Был лишь один художник, рассказавший про свое и общее время, про предательство революции, начало террора, процессы, ночные аресты и сталинские чистки. Это Петров-Водкин, художник, мало известный у нас в стране.
Это Петров-Водкин написал в 1927 году «Смерть комиссара» – показал, как революция с калмыцким лицом умирает на полдороге, а осиротевший полк валится за горизонт. Это Петров-Водкин написал в 1934-м «Тревогу» – показал семью ждущую ареста. Это Петров-Водкин написал в 1937-м «Новоселье» – показал, как в квартиру репрессированного, где иконы выдрана из оклада, – въезжает новый класс, а новый хозяин, жлоб с трубкой в руке, смотрит победительно.
Это Петров-Водкин оставил нам энциклопедию русской и советской жизни, прекрасной и ужасной жизни – живой, человеческой, полной, страстной – с лицами, взглядами, руками, чувствами, заботой, любовью.
И вот спросите у среднеарифметического западного куратора, знает ли он Петрова-Водкина, – вам ответят «нет».
Данный художник в прогрессивном дискурсе не пригодился.
Никакой куратор, никакой болтун его не поминал – и по простой причине: впусти настоящее в дом, и фальшивое станет сразу очевидно фальшивым.
А фальшивым мы и жили – это был товар и хлеб.

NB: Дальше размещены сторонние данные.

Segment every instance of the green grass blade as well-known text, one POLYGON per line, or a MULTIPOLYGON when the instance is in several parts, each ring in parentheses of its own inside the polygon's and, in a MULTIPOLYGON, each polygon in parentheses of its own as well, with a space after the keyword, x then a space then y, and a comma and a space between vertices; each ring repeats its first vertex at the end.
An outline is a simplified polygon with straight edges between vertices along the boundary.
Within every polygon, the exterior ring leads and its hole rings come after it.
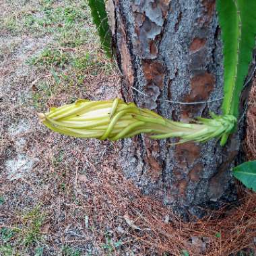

Было время, я смотрел по сторонам и диву давался. Ведь очевидно, что тиражируется глупость, причем даже неряшливая глупость, совсем неприкрытая. Читал восторженные статьи кликуш про современное искусство: каканье в горшочек, группа Коллективные действия, очередного шарикова от концептуализма – и не мог понять: они что – всерьез? Нет, не может быть, чтобы всерьез убивали искусство, они не хотят убивать, нет!
Ведь есть же история, есть живопись, есть Петров-Водкин.
Но было не до искусства, возникал второй авангард – столь же пустой и бесчеловечный, как авангард первый.
Задачи решались значительные: приезжали из-за кордона кураторы, люди напыщенные, аж из Нью-Йорка, аж из Парижа – и кураторы отечественные подле них вертелись волчком, заглядывали искательно в глаза, старались говорить на равных – мол, мы, конечно, отстаем, но и у нас есть просветы – вот один шариков переодевается в женское платье, а другой шариков написал, что он – кабачок. Такой дряни было в те дни много, и было смешно. Намечался прогрессивный дискурс, работы непочатый край.
Иностранные кураторы кивали благосклонно, поощряли первые шаги свободомыслящих дураков, улыбались на невежество. Они и сами были такие же – с двумя классами церковно-приходсткой школы, не способные различить Платона и Плотина, но об идее и благе толковали бойко. И самовыражение, и про рынок, конечно же про рынок – рынок это место, где цветет свобода. И звали недорослей на биеннале, триеннале и смотр достижений каканья в горшочек. Куратору – гонорар, связи, внимание. Он – идеолог и вдохновитель, Рескин, Винкельман, Буркхард нового времени – и кураторы ходили, подняв голову: им выпало, как комсомольцам 1920-х, строить город-сад. Сначала надо было вытоптать реализм. И – старались. Как страшно было в те годы признаться, что любишь рисование – точно в двадцатые годы сказать, что ты за образное искусство. Тогда бы Малевич донос настрочил, а нынче утопят в прогрессивном дегте.